I don’t know when a date went from a beautiful, elaborately planned evening designed to steal your heart and prove how much they liked you to “You wanna come chill on my roof?” because that lazy bullshit is not working for me.


Why did we stop wanting dinner and a movie and maybe flowers, because why not flowers?! When did we stop thinking that courtship was too time consuming and everything romantic comedies waxed on about was just a dumb fairy-tale concept, instead of our expectation for romantic love?

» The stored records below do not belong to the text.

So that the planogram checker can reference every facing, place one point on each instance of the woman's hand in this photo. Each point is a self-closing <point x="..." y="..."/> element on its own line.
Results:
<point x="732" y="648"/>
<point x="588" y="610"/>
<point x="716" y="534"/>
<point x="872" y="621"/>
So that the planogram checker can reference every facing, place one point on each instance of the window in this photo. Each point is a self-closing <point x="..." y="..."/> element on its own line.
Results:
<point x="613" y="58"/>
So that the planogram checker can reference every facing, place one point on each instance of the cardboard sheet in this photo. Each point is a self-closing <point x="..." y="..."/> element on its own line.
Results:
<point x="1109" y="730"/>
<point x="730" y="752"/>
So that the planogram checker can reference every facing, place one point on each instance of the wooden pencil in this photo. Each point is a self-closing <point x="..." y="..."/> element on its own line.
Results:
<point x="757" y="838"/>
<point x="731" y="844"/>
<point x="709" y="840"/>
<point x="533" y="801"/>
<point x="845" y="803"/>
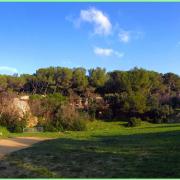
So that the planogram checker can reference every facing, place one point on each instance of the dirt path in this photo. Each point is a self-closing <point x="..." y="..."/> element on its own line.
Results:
<point x="13" y="144"/>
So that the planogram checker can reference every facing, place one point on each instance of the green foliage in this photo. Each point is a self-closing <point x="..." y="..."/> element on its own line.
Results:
<point x="12" y="122"/>
<point x="97" y="77"/>
<point x="4" y="132"/>
<point x="133" y="122"/>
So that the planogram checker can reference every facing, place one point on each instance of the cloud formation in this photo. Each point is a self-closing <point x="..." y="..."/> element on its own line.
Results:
<point x="124" y="36"/>
<point x="107" y="52"/>
<point x="8" y="70"/>
<point x="101" y="22"/>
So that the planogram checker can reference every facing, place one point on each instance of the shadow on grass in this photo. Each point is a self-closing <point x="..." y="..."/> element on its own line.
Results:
<point x="151" y="155"/>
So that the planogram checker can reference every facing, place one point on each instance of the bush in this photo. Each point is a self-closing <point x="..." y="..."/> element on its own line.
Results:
<point x="68" y="118"/>
<point x="3" y="131"/>
<point x="133" y="122"/>
<point x="12" y="122"/>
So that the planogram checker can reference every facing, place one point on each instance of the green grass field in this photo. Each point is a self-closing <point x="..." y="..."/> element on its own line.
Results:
<point x="106" y="149"/>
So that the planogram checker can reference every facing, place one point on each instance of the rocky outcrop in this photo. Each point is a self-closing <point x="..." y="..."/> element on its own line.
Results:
<point x="22" y="107"/>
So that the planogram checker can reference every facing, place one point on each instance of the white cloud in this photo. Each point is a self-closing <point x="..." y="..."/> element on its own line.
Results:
<point x="8" y="70"/>
<point x="101" y="22"/>
<point x="124" y="36"/>
<point x="107" y="52"/>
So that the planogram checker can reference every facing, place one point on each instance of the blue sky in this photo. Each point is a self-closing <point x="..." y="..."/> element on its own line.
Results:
<point x="111" y="35"/>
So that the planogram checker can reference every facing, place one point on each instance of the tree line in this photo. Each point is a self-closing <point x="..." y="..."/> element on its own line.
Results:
<point x="135" y="93"/>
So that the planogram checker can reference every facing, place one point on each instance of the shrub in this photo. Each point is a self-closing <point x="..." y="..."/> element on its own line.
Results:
<point x="3" y="131"/>
<point x="133" y="122"/>
<point x="12" y="122"/>
<point x="68" y="118"/>
<point x="55" y="114"/>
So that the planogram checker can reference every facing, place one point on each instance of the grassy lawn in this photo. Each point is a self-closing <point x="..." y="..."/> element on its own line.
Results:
<point x="106" y="149"/>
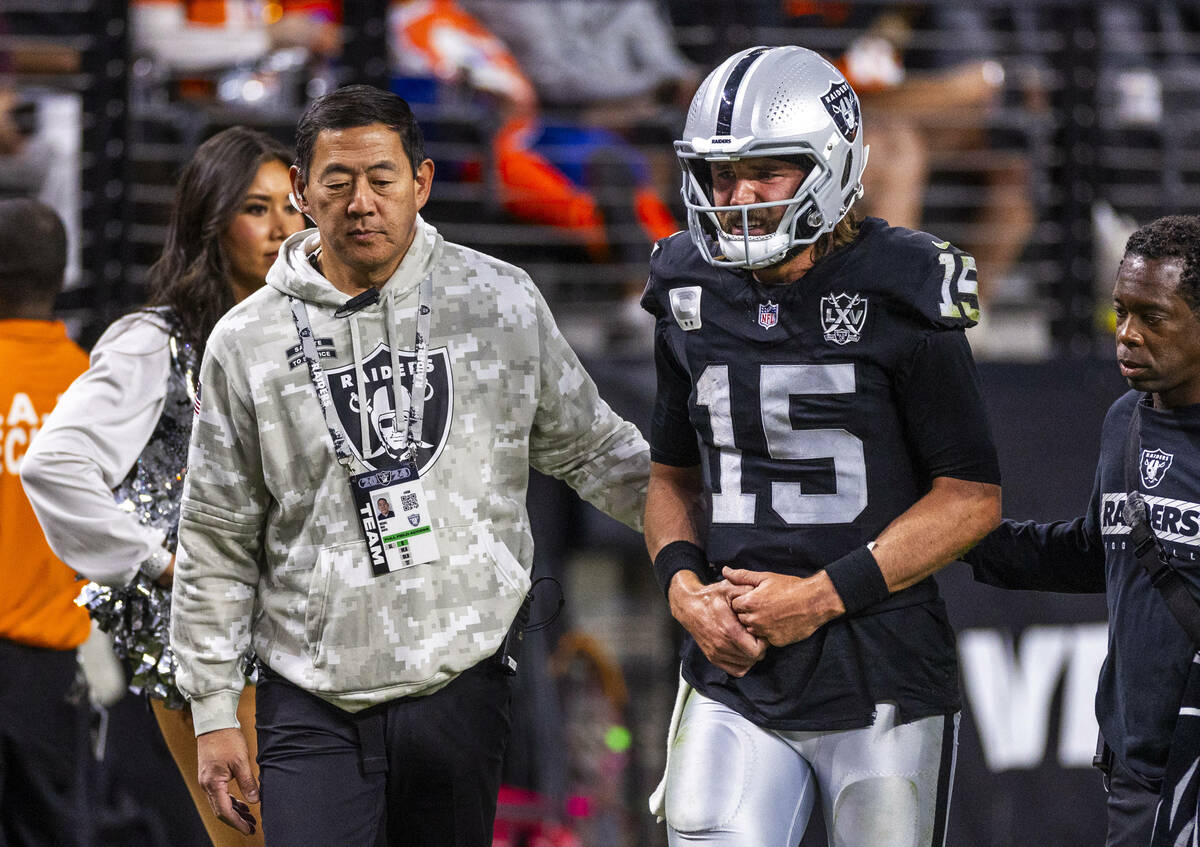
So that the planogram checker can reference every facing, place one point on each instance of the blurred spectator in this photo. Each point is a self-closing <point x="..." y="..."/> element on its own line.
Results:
<point x="924" y="112"/>
<point x="42" y="716"/>
<point x="613" y="59"/>
<point x="40" y="127"/>
<point x="244" y="52"/>
<point x="937" y="115"/>
<point x="581" y="180"/>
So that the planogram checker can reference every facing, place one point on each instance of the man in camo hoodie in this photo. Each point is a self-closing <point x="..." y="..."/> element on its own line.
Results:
<point x="375" y="347"/>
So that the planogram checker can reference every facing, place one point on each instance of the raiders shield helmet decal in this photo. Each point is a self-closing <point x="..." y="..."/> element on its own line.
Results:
<point x="843" y="106"/>
<point x="385" y="420"/>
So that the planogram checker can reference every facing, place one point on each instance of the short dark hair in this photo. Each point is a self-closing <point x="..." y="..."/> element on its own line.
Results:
<point x="33" y="253"/>
<point x="1175" y="236"/>
<point x="355" y="106"/>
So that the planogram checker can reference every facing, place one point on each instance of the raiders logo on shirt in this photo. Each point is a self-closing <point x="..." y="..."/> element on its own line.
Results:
<point x="385" y="415"/>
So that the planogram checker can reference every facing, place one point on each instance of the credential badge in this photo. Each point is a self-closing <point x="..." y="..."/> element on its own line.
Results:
<point x="1153" y="467"/>
<point x="841" y="103"/>
<point x="685" y="306"/>
<point x="843" y="317"/>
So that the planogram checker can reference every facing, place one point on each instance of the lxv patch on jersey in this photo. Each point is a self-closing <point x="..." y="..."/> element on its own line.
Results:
<point x="843" y="317"/>
<point x="685" y="306"/>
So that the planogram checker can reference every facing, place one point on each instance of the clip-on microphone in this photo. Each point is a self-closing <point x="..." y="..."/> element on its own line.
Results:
<point x="357" y="302"/>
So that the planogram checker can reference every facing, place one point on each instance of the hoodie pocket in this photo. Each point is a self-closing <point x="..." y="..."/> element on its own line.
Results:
<point x="411" y="625"/>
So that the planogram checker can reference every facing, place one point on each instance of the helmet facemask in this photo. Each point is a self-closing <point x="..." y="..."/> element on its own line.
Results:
<point x="802" y="222"/>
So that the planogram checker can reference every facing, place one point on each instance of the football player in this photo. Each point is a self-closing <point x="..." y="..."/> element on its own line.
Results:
<point x="820" y="450"/>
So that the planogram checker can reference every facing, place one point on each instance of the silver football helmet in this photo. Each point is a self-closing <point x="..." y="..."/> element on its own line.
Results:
<point x="779" y="102"/>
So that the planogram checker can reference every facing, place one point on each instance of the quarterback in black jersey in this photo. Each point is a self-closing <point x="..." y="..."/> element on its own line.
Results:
<point x="820" y="449"/>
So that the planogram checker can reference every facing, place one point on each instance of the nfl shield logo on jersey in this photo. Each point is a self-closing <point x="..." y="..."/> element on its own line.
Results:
<point x="843" y="317"/>
<point x="1153" y="467"/>
<point x="768" y="314"/>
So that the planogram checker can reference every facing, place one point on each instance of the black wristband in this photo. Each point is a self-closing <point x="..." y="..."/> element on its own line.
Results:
<point x="679" y="556"/>
<point x="858" y="580"/>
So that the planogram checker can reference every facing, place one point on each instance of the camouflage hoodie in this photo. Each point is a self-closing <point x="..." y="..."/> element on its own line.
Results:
<point x="270" y="547"/>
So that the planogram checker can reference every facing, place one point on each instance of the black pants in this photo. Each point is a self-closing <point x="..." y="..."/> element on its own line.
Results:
<point x="43" y="742"/>
<point x="417" y="772"/>
<point x="1131" y="809"/>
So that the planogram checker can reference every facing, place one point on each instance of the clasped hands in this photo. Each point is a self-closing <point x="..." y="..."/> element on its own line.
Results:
<point x="736" y="619"/>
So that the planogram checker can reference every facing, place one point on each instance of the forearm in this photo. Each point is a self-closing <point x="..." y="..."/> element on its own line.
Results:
<point x="936" y="530"/>
<point x="213" y="602"/>
<point x="1049" y="557"/>
<point x="673" y="502"/>
<point x="82" y="522"/>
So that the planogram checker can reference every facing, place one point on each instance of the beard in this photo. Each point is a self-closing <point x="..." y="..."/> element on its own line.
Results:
<point x="756" y="218"/>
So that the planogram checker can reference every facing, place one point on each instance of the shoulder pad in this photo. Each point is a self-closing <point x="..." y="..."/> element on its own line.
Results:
<point x="936" y="278"/>
<point x="675" y="260"/>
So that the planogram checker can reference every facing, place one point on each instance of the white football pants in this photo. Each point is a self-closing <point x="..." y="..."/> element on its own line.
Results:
<point x="733" y="784"/>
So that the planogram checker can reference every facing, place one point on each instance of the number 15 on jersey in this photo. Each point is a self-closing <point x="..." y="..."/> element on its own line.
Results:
<point x="790" y="500"/>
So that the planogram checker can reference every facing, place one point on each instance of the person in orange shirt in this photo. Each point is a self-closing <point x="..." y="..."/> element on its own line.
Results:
<point x="552" y="175"/>
<point x="105" y="474"/>
<point x="42" y="718"/>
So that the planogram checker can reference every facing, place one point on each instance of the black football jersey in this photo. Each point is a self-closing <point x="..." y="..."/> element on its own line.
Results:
<point x="820" y="410"/>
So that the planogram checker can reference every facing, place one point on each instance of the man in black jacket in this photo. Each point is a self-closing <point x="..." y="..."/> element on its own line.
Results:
<point x="1143" y="683"/>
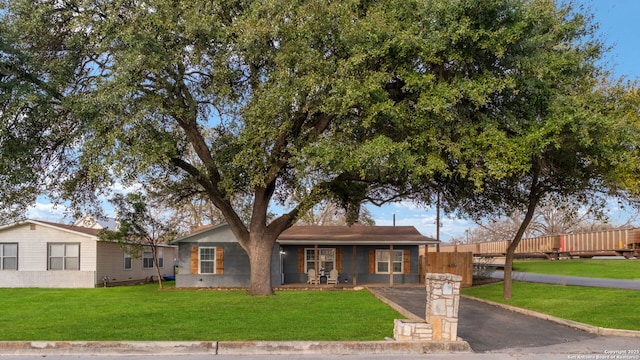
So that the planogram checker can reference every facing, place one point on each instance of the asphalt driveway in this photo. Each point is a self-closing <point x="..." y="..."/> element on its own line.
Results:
<point x="489" y="328"/>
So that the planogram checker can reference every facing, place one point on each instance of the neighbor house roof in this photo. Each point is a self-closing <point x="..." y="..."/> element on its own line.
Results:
<point x="357" y="235"/>
<point x="69" y="228"/>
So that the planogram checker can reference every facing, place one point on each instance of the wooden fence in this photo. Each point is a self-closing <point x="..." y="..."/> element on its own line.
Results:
<point x="457" y="263"/>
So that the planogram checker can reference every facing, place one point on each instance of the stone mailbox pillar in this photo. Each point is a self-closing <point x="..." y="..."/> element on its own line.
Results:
<point x="443" y="299"/>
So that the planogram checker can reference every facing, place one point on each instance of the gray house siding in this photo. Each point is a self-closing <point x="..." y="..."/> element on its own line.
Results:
<point x="232" y="268"/>
<point x="236" y="269"/>
<point x="293" y="275"/>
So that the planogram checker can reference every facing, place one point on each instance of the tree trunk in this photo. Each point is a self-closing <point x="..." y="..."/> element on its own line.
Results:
<point x="508" y="262"/>
<point x="259" y="251"/>
<point x="154" y="252"/>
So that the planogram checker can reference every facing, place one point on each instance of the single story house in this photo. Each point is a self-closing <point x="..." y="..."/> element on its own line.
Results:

I’m tired of pretending I’m cool with what evs. I’m tired of pretending that laziness can replace thoughtfulness and still be acceptable to me. I want it all, man. I want someone who asks me out to make an actual plan, whether that plan involves a jet or a stack of nickels (money is not the issue here), then picks me up at my house and takes me on an actual date full of adorable surprises, not for any kind of financial display necessarily, but because they want me to know that they know I’m special and worth it. I want sweetly curated Spotify playlists and texts in the middle of the day that say cheesy shit like “Hi, I miss you and you’re gorgeous and very smart and have a lot of nice jeans, bye.” I want someone who will be the kind of boyfriend my friends will describe as “Oh my god, he’s like a human version of The Notebook,” instead of as “the guy who asked you to chill on his roof at eleven p.m. and who frankly scares us.”


A few months ago, another guy asked me out; then, on the day of what would’ve been our date, he said, “Let’s just figure something out.” Which sounded like “Maybe we can have a drink and you’ll decide if light groping in a back room is a kind of date.” And my romantic self said, “Enough.”


I told him that we could go out when he had a plan. He never rose to that hilariously simple and reasonable request, and it felt not only fine but good. Because I hadn’t sat passively, hoping he’d become someone he never indicated he could be. And sure, you could argue that I could’ve made the plans, but I’ve done that for so many years and I don’t want to. It’s as simple as that! It’s not a gender thing, but I want to be courted. I want to be swept off my feet, to be impressed. I want to be bowled over with how romantic someone is and how much they want to make my night and my life more special and incredible and phenomenal than it was before they entered it.


And I know, I can feel it in my bones that this person is out there for me, and for you if that’s what you truly want.


And they will make all our exes look like fucking jokes.